Still, given the challenges of high costs and high acuity, the report noted, “Hospital operating margins remained low. The median Kaufman Hall Operating Margin Index was 3.1 percent in August, not including federal CARES funding. With the aid, it was 3.9 percent, which was down 11.8 percent from Key Observations pre-pandemic levels. Compared to before the pandemic in the first eight months of 2019 and without CARES, the median change in Operating Margin was down 2.9 percent, and Operating EBITDA Margin was down 6.1 percent year-to-date (YTD). With CARES, the median change in Operating Margin rose 11.2 percent and the median change in Operating EBITDA Margin was up 3.1 percent YTD versus January-August 2019.”

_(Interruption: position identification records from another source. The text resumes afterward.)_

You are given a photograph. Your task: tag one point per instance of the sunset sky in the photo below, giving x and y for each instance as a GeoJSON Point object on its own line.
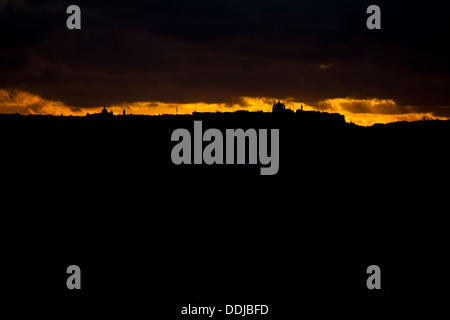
{"type": "Point", "coordinates": [154, 57]}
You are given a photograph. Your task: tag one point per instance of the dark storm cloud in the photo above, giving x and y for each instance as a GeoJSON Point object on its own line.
{"type": "Point", "coordinates": [216, 51]}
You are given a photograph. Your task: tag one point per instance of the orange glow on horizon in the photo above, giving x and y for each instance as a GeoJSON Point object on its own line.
{"type": "Point", "coordinates": [365, 112]}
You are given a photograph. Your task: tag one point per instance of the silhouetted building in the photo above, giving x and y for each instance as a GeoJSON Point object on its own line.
{"type": "Point", "coordinates": [280, 108]}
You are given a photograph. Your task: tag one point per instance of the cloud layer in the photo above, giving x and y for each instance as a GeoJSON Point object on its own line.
{"type": "Point", "coordinates": [216, 52]}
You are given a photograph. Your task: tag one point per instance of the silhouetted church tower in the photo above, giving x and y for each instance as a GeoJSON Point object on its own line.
{"type": "Point", "coordinates": [278, 107]}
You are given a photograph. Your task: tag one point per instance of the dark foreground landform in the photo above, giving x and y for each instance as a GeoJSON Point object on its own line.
{"type": "Point", "coordinates": [150, 236]}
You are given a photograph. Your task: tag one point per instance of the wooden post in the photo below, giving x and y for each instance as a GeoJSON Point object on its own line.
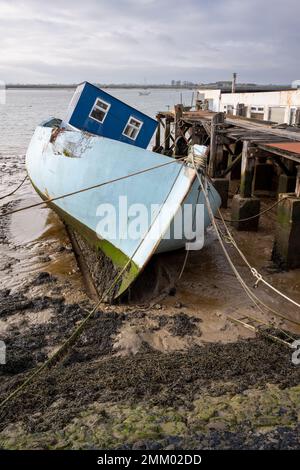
{"type": "Point", "coordinates": [247, 170]}
{"type": "Point", "coordinates": [198, 105]}
{"type": "Point", "coordinates": [157, 136]}
{"type": "Point", "coordinates": [178, 108]}
{"type": "Point", "coordinates": [297, 190]}
{"type": "Point", "coordinates": [216, 149]}
{"type": "Point", "coordinates": [297, 118]}
{"type": "Point", "coordinates": [167, 135]}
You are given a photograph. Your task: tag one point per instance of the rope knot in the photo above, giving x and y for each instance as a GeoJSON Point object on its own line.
{"type": "Point", "coordinates": [258, 277]}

That said, the report noted that, “Compared to losses in the first eight months of 2020, however, Operating Margin jumped 83.1 percent YTD and Operating EBITDA Margin rose 57.1 percent YTD, not including CARES. With CARES, Operating Margin was up 33.6 percent YTD and Operating EBITDA Margin was up 16.3 percent YTD versus 2020. Regions with higher rates of infections were most affected.”

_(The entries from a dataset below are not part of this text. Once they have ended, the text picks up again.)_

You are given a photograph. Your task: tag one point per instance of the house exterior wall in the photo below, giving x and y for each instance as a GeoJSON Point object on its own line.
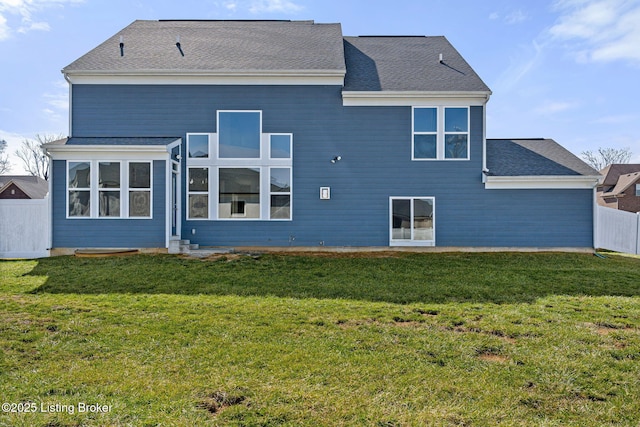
{"type": "Point", "coordinates": [13, 192]}
{"type": "Point", "coordinates": [107, 233]}
{"type": "Point", "coordinates": [375, 146]}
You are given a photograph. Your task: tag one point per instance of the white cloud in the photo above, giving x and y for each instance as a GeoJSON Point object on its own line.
{"type": "Point", "coordinates": [24, 12]}
{"type": "Point", "coordinates": [528, 57]}
{"type": "Point", "coordinates": [599, 30]}
{"type": "Point", "coordinates": [554, 107]}
{"type": "Point", "coordinates": [274, 6]}
{"type": "Point", "coordinates": [511, 18]}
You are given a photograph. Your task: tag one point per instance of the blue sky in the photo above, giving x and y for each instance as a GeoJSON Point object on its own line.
{"type": "Point", "coordinates": [562, 69]}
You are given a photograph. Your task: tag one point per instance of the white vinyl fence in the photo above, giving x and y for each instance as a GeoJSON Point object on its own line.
{"type": "Point", "coordinates": [24, 228]}
{"type": "Point", "coordinates": [617, 230]}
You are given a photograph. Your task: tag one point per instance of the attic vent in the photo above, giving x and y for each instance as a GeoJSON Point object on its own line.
{"type": "Point", "coordinates": [179, 46]}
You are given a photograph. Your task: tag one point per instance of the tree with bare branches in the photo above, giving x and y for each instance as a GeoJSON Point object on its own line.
{"type": "Point", "coordinates": [5, 165]}
{"type": "Point", "coordinates": [35, 161]}
{"type": "Point", "coordinates": [606, 156]}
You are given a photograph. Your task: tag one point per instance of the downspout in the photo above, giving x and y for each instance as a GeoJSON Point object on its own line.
{"type": "Point", "coordinates": [595, 217]}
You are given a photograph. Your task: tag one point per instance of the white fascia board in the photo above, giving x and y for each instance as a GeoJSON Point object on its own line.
{"type": "Point", "coordinates": [413, 98]}
{"type": "Point", "coordinates": [540, 182]}
{"type": "Point", "coordinates": [103, 152]}
{"type": "Point", "coordinates": [222, 77]}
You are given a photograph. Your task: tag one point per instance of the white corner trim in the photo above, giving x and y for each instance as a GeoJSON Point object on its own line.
{"type": "Point", "coordinates": [413, 98]}
{"type": "Point", "coordinates": [217, 77]}
{"type": "Point", "coordinates": [539, 182]}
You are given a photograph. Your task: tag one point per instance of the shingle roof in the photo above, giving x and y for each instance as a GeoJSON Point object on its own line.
{"type": "Point", "coordinates": [371, 63]}
{"type": "Point", "coordinates": [612, 172]}
{"type": "Point", "coordinates": [218, 46]}
{"type": "Point", "coordinates": [121, 140]}
{"type": "Point", "coordinates": [33, 186]}
{"type": "Point", "coordinates": [533, 157]}
{"type": "Point", "coordinates": [407, 64]}
{"type": "Point", "coordinates": [624, 182]}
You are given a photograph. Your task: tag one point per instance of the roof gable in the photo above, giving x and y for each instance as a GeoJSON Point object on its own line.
{"type": "Point", "coordinates": [33, 186]}
{"type": "Point", "coordinates": [407, 63]}
{"type": "Point", "coordinates": [533, 157]}
{"type": "Point", "coordinates": [624, 182]}
{"type": "Point", "coordinates": [613, 172]}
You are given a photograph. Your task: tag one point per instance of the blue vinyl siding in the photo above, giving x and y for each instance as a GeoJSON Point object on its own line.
{"type": "Point", "coordinates": [375, 146]}
{"type": "Point", "coordinates": [108, 233]}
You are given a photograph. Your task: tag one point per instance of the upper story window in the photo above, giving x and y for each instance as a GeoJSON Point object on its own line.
{"type": "Point", "coordinates": [248, 175]}
{"type": "Point", "coordinates": [440, 133]}
{"type": "Point", "coordinates": [239, 134]}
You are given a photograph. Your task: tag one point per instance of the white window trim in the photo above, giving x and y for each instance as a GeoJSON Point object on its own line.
{"type": "Point", "coordinates": [440, 133]}
{"type": "Point", "coordinates": [208, 145]}
{"type": "Point", "coordinates": [207, 193]}
{"type": "Point", "coordinates": [94, 190]}
{"type": "Point", "coordinates": [264, 163]}
{"type": "Point", "coordinates": [411, 242]}
{"type": "Point", "coordinates": [280, 193]}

Operating margins varied by region. “Hospitals in the South continued to see the biggest year-over-year drop with Operating EBITDA Margin (without CARES) down 14 percent, followed by the West which decreased 11 percent year-over-year,” the report noted. “Hospital volumes remained down across key metrics compared to pre-pandemic levels but above 2020 performance. Adjusted Discharges were down 4.8 percent YTD compared to the first eight months of 2019 but up 8.7 percent YTD versus 2020. Emergency Department (ED) Visits dropped 11 percent YTD versus 2019 but rose 7.3 percent YTD compared to the first eight months of 2020. Operating Room Minutes dropped just 1 percent YTD compared to 2019 but rose 15.1 percent YTD versus January-August 2020.”